The schedule for the 500 hour program timing was great because it met the needs of those like myself with full-time day jobs – spaced out with one weekend a month, providing sufficient time and space for me to practice, while also consistent enough to keep things interesting.  Not only was I surrounded by like-minded people that all had their own story and reason for teaching, but it helped me cultivate skills such as commanding the room, to alignment and anatomy, and ultimately really beginning to zone in on what it meant to become a great teacher –connecting with my students. At one studio where I was able to secure a regular timeslot, I began class by asking each student for pose they wanted me to incorporate or work on. This helped me to better understand the needs of my student. Recently I had to let one of my long-time classes go due to a few changes in my life that required me to move to the New York/New Jersey metro area. I had taught this class for over two years and had was lucky to have a number of students that stuck with me for many months.  I’ve heard from many how they really enjoyed class – and I was always grateful that I was a guide on their yoga path.

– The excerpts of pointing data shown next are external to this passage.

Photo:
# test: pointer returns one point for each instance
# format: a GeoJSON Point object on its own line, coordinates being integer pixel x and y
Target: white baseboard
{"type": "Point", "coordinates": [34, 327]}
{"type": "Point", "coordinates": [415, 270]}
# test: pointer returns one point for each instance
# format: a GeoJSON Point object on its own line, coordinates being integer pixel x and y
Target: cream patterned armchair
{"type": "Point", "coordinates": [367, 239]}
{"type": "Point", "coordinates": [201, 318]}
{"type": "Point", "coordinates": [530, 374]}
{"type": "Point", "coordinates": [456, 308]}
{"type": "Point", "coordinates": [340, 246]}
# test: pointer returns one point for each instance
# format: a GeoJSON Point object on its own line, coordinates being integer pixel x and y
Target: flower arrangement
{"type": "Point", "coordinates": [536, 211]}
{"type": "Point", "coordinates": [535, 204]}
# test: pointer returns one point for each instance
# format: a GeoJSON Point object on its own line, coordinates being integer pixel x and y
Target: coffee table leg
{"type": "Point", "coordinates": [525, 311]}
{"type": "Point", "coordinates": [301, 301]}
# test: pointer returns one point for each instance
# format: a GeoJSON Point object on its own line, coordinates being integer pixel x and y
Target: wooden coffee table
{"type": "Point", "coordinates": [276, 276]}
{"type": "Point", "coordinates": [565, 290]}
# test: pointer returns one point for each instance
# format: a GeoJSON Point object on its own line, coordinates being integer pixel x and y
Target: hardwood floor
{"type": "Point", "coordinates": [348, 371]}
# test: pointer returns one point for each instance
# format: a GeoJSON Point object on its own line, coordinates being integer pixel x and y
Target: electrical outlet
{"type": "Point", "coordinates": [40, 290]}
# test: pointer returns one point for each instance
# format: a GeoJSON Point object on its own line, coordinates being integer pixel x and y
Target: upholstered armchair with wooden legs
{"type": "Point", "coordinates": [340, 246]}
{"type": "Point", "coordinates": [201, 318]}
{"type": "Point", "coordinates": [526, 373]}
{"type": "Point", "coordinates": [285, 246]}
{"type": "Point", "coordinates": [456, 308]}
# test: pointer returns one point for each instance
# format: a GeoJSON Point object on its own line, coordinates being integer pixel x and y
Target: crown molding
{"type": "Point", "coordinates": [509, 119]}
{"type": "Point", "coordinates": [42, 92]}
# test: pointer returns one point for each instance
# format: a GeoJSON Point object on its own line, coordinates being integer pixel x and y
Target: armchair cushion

One thing that DUY has helped me realize is how vast the practice of yoga is – so many teachers across different disciplines who are so passionate about what they do and are eager to share what they’ve learned. Each teacher guiding the teacher trainees (as well as the teacher trainees themselves) had their own story of how they came to where they are in their teaching career. For me, the program helped me to be a more confident and authentic teacher who can now support a room full of people breathing and sweating through a fluid, thoughtfully paced flow class. I am grateful to everyone at DUY—other teacher trainees, head yoga teachers, and other students— that have helped me along my path.